I'm in the Show Pro program right now and believe me it's not all about touring. We have an Installation Tech. course that teaches us all about home theater design and calibration. And in the advanced classes we talk about acoustical properties and the physics of sound...how to essentially make a room flat. Wonderful school in my book.


----------



## techguy57 (Oct 16, 2007)

Working in a touring/roadhouse venue is a good way to discover if the touring lifestyle is a good fit for you. While I think I'd have enjoyed a short tour, I'm personally glad I decided not to go that route. I need a bit of stability in my life that touring couldn't offer. After 4 years, the touring house I was TDing at consumed too much of my life and time, so I took a job with better hours, better benefits and better pay working as the TD for a community college. Go figure. Just do your best to decide what your biggest priorities are and then go for them! 

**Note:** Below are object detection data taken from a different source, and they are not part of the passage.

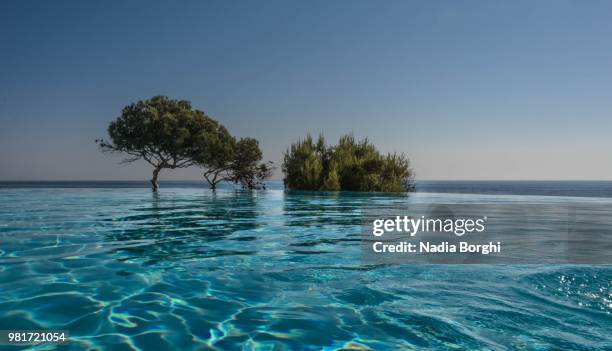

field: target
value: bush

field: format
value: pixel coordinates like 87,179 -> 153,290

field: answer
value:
282,135 -> 414,192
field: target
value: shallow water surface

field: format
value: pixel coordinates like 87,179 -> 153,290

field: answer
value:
0,188 -> 612,350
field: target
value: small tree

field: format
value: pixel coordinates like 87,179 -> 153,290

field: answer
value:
230,138 -> 274,190
194,138 -> 273,190
283,135 -> 414,192
96,96 -> 229,191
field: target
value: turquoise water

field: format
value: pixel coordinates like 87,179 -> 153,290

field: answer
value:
0,188 -> 612,350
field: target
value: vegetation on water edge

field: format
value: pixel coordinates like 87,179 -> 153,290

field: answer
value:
282,135 -> 414,192
96,96 -> 272,191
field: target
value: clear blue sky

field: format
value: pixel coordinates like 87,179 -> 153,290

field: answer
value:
0,0 -> 612,180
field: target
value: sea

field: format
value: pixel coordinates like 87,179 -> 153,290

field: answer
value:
0,181 -> 612,350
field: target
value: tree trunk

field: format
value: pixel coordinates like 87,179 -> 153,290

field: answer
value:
151,167 -> 161,191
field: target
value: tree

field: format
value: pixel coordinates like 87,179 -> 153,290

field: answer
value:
230,138 -> 274,190
194,138 -> 273,190
96,96 -> 231,191
283,135 -> 414,192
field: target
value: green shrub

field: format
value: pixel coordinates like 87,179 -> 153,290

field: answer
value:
282,135 -> 414,192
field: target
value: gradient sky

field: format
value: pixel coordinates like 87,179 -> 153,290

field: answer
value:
0,0 -> 612,180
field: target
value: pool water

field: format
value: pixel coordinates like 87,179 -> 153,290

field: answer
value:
0,188 -> 612,350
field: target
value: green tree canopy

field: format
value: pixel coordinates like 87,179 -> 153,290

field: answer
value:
96,96 -> 233,191
282,135 -> 414,192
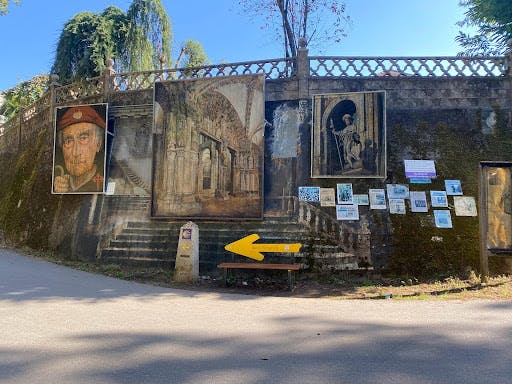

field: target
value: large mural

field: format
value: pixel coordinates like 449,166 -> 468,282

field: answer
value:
52,104 -> 107,194
311,91 -> 386,178
152,75 -> 265,219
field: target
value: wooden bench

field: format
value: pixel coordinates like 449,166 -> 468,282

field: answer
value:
217,263 -> 300,290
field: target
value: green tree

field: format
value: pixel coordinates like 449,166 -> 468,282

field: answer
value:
0,75 -> 48,121
51,0 -> 176,83
239,0 -> 350,57
174,40 -> 209,68
455,0 -> 512,56
125,0 -> 172,71
0,0 -> 20,16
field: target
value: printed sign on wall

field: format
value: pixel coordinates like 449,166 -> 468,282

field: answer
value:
311,91 -> 386,178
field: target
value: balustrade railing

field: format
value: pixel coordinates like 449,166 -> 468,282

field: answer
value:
111,58 -> 295,91
309,56 -> 510,77
55,76 -> 105,104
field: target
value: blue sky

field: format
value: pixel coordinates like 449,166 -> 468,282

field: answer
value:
0,0 -> 470,90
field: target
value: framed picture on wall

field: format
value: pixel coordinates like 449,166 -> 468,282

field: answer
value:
311,91 -> 386,178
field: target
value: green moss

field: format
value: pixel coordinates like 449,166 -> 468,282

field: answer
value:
0,129 -> 60,249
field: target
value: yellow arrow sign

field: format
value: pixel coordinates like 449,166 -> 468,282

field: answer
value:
224,233 -> 302,261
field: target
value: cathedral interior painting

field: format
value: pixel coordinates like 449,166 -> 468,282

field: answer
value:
152,75 -> 265,219
311,91 -> 386,178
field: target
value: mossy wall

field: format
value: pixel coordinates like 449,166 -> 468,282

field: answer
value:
0,74 -> 512,276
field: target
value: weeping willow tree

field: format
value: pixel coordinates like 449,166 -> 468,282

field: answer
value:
51,0 -> 172,82
125,0 -> 172,71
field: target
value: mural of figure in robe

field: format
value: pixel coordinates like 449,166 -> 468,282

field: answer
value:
52,104 -> 106,193
487,167 -> 512,249
152,75 -> 265,220
331,113 -> 363,169
311,91 -> 386,177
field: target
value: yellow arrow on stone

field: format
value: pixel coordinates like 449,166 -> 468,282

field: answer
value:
224,233 -> 302,261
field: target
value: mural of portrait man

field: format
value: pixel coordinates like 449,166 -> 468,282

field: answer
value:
53,104 -> 106,193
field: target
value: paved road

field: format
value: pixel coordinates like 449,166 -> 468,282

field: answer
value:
0,250 -> 512,384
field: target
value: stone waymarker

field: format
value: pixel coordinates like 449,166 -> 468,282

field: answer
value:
174,221 -> 199,283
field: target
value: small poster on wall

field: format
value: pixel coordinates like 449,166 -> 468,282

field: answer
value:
368,189 -> 388,209
336,204 -> 359,220
434,209 -> 452,228
387,184 -> 409,199
453,196 -> 477,216
409,191 -> 428,212
430,191 -> 448,208
389,199 -> 405,215
404,160 -> 436,178
354,193 -> 370,205
299,187 -> 320,203
336,184 -> 354,204
444,180 -> 462,196
320,188 -> 336,207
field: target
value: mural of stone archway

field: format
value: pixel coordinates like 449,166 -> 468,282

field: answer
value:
152,75 -> 265,219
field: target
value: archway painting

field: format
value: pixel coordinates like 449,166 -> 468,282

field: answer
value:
152,75 -> 265,220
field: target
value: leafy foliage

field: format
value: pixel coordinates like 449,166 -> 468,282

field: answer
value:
125,0 -> 172,71
239,0 -> 350,57
0,0 -> 20,16
455,0 -> 512,56
0,75 -> 48,120
174,40 -> 208,68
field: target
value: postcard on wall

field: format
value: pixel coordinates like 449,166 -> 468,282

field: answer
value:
444,180 -> 462,196
386,184 -> 409,199
311,91 -> 386,178
354,193 -> 370,205
336,204 -> 359,220
389,199 -> 405,215
434,209 -> 452,228
430,191 -> 448,208
336,184 -> 354,204
404,160 -> 436,178
453,196 -> 478,216
320,188 -> 336,207
299,187 -> 320,203
409,191 -> 428,212
368,189 -> 388,209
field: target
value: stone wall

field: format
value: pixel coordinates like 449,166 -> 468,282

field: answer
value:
0,54 -> 512,275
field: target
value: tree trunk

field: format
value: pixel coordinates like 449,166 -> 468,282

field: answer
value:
277,0 -> 297,57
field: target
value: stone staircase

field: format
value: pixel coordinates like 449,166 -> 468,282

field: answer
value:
100,196 -> 357,274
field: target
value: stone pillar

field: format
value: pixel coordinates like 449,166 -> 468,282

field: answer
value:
103,58 -> 116,101
174,221 -> 199,283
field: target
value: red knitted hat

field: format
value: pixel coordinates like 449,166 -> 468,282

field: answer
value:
57,105 -> 105,131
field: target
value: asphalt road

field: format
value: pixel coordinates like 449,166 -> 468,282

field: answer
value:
0,250 -> 512,384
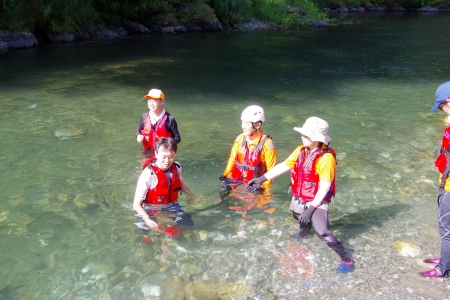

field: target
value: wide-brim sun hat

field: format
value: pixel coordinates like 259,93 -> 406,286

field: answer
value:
144,89 -> 164,100
294,117 -> 331,145
431,81 -> 450,111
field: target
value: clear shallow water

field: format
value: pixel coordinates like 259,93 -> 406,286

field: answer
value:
0,14 -> 450,299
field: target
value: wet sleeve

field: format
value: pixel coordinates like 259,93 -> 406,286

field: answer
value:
284,146 -> 302,169
166,116 -> 181,144
136,113 -> 146,136
223,136 -> 240,177
316,153 -> 336,182
134,168 -> 157,200
262,139 -> 277,186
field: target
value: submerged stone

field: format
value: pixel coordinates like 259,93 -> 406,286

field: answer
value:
184,279 -> 246,300
395,242 -> 420,257
161,276 -> 188,300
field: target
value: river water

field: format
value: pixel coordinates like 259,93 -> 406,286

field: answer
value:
0,13 -> 450,299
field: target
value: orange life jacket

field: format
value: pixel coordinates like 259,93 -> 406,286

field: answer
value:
140,111 -> 172,150
434,124 -> 450,190
291,146 -> 336,202
231,134 -> 271,183
144,159 -> 181,204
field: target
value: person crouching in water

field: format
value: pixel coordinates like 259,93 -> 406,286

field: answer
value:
422,81 -> 450,277
133,137 -> 194,231
136,89 -> 181,159
219,105 -> 277,210
246,117 -> 355,273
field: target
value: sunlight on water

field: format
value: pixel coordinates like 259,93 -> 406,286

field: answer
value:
0,15 -> 450,299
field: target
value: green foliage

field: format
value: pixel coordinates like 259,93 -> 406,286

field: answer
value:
254,0 -> 326,26
0,0 -> 443,32
41,0 -> 98,33
209,0 -> 252,23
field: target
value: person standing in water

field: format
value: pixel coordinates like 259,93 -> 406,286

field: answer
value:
421,81 -> 450,277
219,105 -> 277,212
246,117 -> 355,273
133,137 -> 194,231
136,89 -> 181,159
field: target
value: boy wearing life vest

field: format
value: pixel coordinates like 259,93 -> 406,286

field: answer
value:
246,117 -> 355,273
219,105 -> 277,210
136,89 -> 181,158
133,137 -> 194,231
422,81 -> 450,277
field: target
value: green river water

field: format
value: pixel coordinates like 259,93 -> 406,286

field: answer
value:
0,13 -> 450,300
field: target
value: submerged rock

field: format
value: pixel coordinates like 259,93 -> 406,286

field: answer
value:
395,242 -> 420,257
184,279 -> 246,300
161,276 -> 188,300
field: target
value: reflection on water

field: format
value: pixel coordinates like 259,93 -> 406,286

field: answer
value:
0,14 -> 450,299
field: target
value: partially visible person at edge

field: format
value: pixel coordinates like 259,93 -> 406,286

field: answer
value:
422,81 -> 450,277
136,89 -> 181,159
133,137 -> 194,231
246,117 -> 355,273
219,105 -> 277,210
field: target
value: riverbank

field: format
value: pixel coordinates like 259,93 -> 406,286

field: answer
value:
0,2 -> 450,56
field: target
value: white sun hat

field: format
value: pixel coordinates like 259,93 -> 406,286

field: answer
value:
294,117 -> 331,145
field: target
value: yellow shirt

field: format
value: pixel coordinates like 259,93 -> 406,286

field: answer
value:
284,146 -> 336,182
223,132 -> 277,187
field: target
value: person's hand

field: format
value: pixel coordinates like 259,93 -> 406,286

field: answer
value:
186,194 -> 195,204
298,205 -> 316,224
245,175 -> 267,193
144,219 -> 158,229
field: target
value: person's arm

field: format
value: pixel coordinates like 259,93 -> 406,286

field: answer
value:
245,147 -> 301,193
136,114 -> 145,143
311,153 -> 336,208
133,169 -> 158,228
311,180 -> 331,208
262,139 -> 277,187
166,115 -> 181,144
180,180 -> 195,203
222,136 -> 241,177
175,163 -> 195,203
264,162 -> 291,180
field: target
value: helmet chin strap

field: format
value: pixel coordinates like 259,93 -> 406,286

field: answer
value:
250,123 -> 258,136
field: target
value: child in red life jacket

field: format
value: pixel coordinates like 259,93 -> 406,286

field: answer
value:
421,81 -> 450,277
133,137 -> 194,231
246,117 -> 355,273
219,105 -> 277,213
136,89 -> 181,158
219,105 -> 277,186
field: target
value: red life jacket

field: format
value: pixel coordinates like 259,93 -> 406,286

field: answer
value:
231,134 -> 271,183
291,146 -> 336,202
144,159 -> 181,204
434,124 -> 450,190
140,111 -> 172,150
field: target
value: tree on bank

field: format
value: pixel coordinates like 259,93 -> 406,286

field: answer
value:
0,0 -> 442,33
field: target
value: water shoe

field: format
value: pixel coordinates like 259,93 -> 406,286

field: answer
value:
291,234 -> 311,241
423,257 -> 441,265
337,260 -> 355,273
420,266 -> 449,278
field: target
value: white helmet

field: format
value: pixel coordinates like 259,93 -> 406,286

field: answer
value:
241,105 -> 266,123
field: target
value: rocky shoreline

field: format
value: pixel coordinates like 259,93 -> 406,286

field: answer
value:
0,3 -> 450,57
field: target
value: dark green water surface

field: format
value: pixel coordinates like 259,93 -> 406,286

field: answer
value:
0,13 -> 450,299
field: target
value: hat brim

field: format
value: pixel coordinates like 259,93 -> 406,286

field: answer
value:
294,127 -> 331,145
144,95 -> 164,100
430,100 -> 445,111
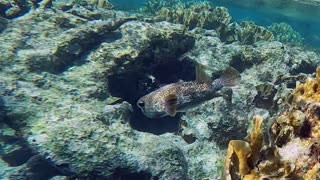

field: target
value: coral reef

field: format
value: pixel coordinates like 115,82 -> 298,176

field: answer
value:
221,21 -> 274,44
0,1 -> 320,179
267,23 -> 303,45
155,3 -> 231,32
142,0 -> 182,14
225,68 -> 320,179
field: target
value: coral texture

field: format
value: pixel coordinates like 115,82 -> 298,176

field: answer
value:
268,23 -> 303,45
225,68 -> 320,179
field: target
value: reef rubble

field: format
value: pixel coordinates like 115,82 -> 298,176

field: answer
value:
0,1 -> 320,179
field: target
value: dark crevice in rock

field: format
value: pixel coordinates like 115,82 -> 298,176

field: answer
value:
290,62 -> 317,75
230,54 -> 253,73
108,168 -> 152,180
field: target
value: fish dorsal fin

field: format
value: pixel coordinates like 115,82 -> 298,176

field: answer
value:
165,94 -> 178,117
196,64 -> 211,83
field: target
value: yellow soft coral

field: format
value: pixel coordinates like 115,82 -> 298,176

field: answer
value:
293,68 -> 320,105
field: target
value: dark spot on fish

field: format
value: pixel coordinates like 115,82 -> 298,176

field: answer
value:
300,120 -> 311,138
182,134 -> 197,144
137,101 -> 145,108
312,84 -> 318,92
313,105 -> 320,120
299,89 -> 304,95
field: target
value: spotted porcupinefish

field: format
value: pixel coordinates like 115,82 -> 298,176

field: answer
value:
137,67 -> 241,118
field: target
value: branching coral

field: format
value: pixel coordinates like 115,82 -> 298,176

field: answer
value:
268,23 -> 303,45
156,3 -> 231,32
221,21 -> 274,44
142,0 -> 182,14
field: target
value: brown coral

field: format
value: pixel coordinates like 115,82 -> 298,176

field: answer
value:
225,68 -> 320,179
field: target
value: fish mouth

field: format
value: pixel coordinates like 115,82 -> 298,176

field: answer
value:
142,109 -> 166,119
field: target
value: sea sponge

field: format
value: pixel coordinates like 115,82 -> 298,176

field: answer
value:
224,116 -> 263,179
224,68 -> 320,179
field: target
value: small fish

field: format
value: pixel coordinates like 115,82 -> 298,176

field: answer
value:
137,67 -> 241,118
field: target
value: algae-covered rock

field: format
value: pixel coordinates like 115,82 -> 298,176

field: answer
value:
28,102 -> 186,179
142,0 -> 182,14
268,23 -> 303,45
225,68 -> 320,179
0,1 -> 319,179
221,21 -> 274,44
155,3 -> 231,33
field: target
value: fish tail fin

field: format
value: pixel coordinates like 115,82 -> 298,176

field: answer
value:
219,67 -> 241,86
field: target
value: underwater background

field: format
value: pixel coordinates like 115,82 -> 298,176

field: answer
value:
0,0 -> 320,180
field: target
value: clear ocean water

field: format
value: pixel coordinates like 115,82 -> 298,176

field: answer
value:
0,0 -> 320,180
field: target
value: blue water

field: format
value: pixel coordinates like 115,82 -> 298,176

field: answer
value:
110,0 -> 320,48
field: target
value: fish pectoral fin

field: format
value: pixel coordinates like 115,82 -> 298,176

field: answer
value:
196,64 -> 211,83
165,94 -> 178,117
216,87 -> 233,103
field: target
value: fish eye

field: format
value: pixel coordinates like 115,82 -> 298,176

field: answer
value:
137,101 -> 145,108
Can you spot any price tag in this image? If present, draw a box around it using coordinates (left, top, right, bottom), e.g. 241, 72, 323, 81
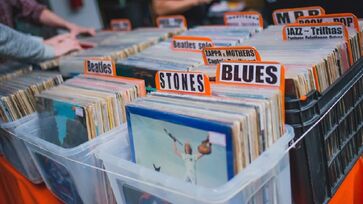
224, 11, 263, 28
84, 58, 116, 76
297, 13, 360, 32
110, 19, 132, 31
171, 35, 214, 52
203, 46, 261, 65
156, 15, 187, 28
272, 6, 325, 25
155, 71, 211, 96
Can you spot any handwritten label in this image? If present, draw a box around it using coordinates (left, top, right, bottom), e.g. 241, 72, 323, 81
84, 58, 116, 76
282, 23, 348, 40
297, 13, 360, 32
171, 35, 214, 52
155, 71, 211, 96
224, 11, 263, 28
203, 46, 261, 65
272, 6, 325, 25
111, 19, 132, 31
156, 15, 187, 28
216, 61, 282, 87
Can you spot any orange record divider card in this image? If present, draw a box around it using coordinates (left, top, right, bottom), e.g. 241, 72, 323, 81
224, 11, 263, 28
84, 58, 116, 77
282, 22, 353, 64
297, 13, 360, 32
203, 46, 261, 65
272, 6, 325, 25
155, 71, 211, 96
156, 15, 188, 28
171, 35, 214, 52
216, 61, 285, 123
110, 18, 132, 31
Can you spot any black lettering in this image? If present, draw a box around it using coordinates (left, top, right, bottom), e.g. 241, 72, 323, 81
221, 64, 233, 80
159, 72, 165, 89
336, 27, 343, 35
308, 10, 320, 16
347, 18, 353, 27
182, 74, 188, 90
174, 73, 179, 90
189, 74, 195, 91
242, 65, 255, 82
256, 65, 265, 83
166, 73, 171, 89
197, 74, 204, 92
265, 66, 278, 84
294, 11, 304, 19
276, 12, 291, 24
234, 64, 242, 81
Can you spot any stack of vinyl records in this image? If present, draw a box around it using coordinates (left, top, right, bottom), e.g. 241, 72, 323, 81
36, 75, 146, 148
0, 61, 32, 82
126, 85, 284, 187
243, 26, 361, 98
0, 72, 63, 122
59, 28, 188, 77
182, 25, 261, 46
116, 26, 256, 89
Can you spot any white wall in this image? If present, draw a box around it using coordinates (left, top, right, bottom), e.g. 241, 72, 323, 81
49, 0, 103, 29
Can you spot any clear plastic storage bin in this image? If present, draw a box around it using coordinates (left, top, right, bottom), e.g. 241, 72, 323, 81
96, 126, 294, 204
15, 117, 127, 204
0, 113, 43, 184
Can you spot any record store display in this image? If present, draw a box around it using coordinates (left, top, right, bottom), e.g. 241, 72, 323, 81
116, 26, 257, 90
0, 72, 63, 122
240, 26, 360, 98
36, 75, 146, 148
0, 61, 32, 82
0, 1, 363, 204
59, 28, 183, 77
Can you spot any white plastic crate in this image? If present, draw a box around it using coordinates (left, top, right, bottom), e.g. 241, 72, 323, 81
15, 117, 127, 204
0, 113, 43, 184
96, 126, 294, 204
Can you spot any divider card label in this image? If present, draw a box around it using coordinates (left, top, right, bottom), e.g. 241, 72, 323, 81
203, 46, 261, 65
216, 61, 285, 87
110, 19, 132, 31
272, 6, 325, 25
155, 71, 211, 96
224, 11, 263, 28
282, 23, 349, 41
297, 13, 360, 32
156, 15, 188, 28
171, 35, 214, 52
84, 58, 116, 76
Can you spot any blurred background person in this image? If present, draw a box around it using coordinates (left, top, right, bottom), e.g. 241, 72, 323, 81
0, 24, 81, 64
0, 0, 95, 36
151, 0, 213, 27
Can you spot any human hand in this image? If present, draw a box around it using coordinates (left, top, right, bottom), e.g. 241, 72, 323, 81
50, 38, 82, 57
68, 24, 96, 38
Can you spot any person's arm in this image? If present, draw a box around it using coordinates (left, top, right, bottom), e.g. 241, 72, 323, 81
0, 24, 79, 63
152, 0, 212, 16
0, 24, 55, 63
173, 141, 181, 158
39, 9, 96, 36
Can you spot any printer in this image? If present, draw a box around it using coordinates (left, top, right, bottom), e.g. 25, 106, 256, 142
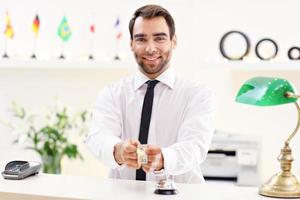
201, 132, 260, 186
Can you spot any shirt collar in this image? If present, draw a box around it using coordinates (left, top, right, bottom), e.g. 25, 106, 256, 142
134, 67, 175, 90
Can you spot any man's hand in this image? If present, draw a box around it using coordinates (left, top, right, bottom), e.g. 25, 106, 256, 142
142, 145, 164, 172
114, 139, 140, 169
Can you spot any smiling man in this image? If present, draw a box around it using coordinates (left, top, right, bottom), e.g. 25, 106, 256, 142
87, 5, 214, 183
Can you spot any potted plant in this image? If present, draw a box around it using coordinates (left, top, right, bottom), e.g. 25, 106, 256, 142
1, 101, 88, 174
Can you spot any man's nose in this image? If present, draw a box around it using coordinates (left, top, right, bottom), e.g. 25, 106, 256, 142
146, 42, 157, 54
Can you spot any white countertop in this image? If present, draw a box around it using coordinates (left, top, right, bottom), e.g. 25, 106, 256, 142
0, 173, 282, 200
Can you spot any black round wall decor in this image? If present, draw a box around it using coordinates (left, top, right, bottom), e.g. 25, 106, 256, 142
288, 47, 300, 60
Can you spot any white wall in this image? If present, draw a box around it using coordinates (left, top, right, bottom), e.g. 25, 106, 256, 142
0, 0, 300, 184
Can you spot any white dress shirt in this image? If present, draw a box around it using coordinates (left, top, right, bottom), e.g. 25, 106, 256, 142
86, 68, 214, 183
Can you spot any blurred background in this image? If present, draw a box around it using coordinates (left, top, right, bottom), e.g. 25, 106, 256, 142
0, 0, 300, 184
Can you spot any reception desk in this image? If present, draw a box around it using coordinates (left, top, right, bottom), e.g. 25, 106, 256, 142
0, 173, 284, 200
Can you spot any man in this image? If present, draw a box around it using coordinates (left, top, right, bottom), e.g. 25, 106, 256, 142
87, 5, 213, 183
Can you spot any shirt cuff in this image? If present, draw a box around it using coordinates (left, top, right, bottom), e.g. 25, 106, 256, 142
162, 147, 177, 175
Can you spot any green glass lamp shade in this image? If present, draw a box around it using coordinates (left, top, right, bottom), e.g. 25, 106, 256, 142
235, 77, 297, 106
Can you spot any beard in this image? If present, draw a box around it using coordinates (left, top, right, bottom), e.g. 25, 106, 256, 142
134, 51, 171, 75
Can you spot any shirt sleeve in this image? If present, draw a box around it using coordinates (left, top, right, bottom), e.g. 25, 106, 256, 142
162, 87, 215, 175
86, 87, 122, 168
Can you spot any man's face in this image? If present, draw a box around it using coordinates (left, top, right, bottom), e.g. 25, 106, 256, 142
131, 17, 176, 79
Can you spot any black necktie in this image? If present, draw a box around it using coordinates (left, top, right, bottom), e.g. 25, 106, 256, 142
136, 80, 159, 181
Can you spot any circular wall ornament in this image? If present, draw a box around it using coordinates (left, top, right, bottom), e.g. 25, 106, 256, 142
288, 47, 300, 60
255, 38, 278, 60
220, 30, 250, 60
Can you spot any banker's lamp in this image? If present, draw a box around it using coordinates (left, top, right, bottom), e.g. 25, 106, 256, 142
236, 77, 300, 198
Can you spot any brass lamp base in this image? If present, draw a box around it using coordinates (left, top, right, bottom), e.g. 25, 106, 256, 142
259, 172, 300, 198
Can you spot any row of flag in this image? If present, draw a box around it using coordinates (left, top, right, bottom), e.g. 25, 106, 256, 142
3, 12, 122, 60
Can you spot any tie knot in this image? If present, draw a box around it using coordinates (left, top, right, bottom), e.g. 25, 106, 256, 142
146, 80, 159, 89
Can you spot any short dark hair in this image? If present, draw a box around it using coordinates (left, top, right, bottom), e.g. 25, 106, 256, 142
129, 5, 175, 40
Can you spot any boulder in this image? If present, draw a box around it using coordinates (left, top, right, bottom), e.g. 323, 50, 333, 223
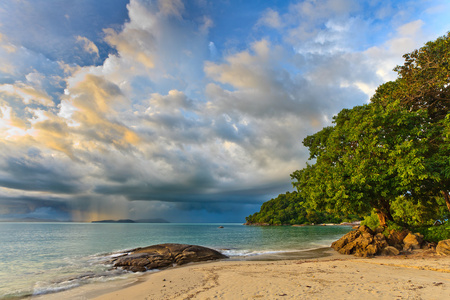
380, 246, 400, 256
436, 240, 450, 255
112, 244, 228, 272
387, 229, 411, 250
331, 230, 361, 254
403, 233, 423, 251
358, 225, 373, 235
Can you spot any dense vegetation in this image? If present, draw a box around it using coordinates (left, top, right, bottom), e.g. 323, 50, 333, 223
247, 33, 450, 238
245, 192, 358, 225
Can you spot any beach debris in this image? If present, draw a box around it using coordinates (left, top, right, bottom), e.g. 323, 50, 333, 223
436, 240, 450, 255
111, 244, 228, 272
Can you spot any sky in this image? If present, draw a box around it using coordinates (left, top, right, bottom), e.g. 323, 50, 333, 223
0, 0, 450, 222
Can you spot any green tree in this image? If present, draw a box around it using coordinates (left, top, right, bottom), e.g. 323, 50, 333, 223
291, 99, 436, 225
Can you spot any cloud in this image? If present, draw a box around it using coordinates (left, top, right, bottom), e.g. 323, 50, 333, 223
256, 8, 283, 29
76, 35, 99, 57
0, 0, 448, 221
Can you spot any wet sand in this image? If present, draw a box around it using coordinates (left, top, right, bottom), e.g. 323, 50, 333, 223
29, 248, 450, 300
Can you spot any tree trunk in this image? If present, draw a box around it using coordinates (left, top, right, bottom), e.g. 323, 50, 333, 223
442, 191, 450, 211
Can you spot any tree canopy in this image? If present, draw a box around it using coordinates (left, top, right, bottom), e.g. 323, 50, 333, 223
247, 33, 450, 230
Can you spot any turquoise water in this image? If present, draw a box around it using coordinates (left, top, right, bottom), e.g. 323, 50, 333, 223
0, 223, 351, 299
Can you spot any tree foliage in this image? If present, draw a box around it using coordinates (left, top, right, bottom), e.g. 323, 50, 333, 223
291, 34, 450, 225
246, 192, 357, 225
247, 33, 450, 234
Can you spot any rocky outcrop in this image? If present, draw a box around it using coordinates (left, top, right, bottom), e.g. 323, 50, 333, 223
403, 233, 423, 251
112, 244, 228, 272
436, 240, 450, 255
331, 225, 424, 257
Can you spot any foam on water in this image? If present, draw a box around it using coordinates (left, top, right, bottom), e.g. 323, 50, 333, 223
0, 223, 351, 299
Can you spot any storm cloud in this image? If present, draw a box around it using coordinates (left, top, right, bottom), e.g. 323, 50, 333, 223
0, 0, 450, 222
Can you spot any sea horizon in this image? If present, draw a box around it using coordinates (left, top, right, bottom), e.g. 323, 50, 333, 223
0, 222, 351, 299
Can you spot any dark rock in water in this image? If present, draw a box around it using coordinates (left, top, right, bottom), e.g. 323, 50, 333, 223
331, 225, 414, 257
113, 244, 228, 272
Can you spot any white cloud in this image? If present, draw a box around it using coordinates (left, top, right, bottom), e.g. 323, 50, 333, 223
76, 35, 99, 57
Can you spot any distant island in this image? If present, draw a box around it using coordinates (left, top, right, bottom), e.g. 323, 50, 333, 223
91, 219, 170, 223
0, 218, 66, 223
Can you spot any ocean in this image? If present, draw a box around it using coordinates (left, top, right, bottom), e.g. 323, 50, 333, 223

I'll second the notion that if you give it a little time, it isn't very hard to find your niche in this industry. It's all about what you know, who you know and what you have done and can do. Once you figure that out the rest will fall into place.


----------



## punktech (Oct 30, 2007)

as a current college student, i have to say that college is not a bad way to go. i personally want to be a designer and i don't think i could get anywhere near as well rounded an education at a tech program like Full Sail. right now i'm taking a global art history course to give me further inspiration and concepts. also many colleges and universities with good tech programs have TDs and ATDs that are well connected in the industry. my ATD worked with Candice Brightman in the last few years of the Dead's touring years among others, my TD is also the TD for a very popular and fairly well know summer stock company in Western Mass., and one of the acting professors is a founding member of another great summer stock company. i am not in anyway saying that the teachers at Full Sail aren't well connected either (i don't know any of them so i can't make that judgment), but most college theatre professors haven't always been professors in my experience. and don't assume that just because you don't like high school that you won't like college. college is different animal and i find it much more fulfilling than high school ever was. make your decision carefully and after looking at all kinds of programs is the best advice i can give. don't jump on what you think is the easiest and quickest thing, you might have a better experience elsewhere. also keep in mind that you can change your mind and transfer anywhere at anytime.


----------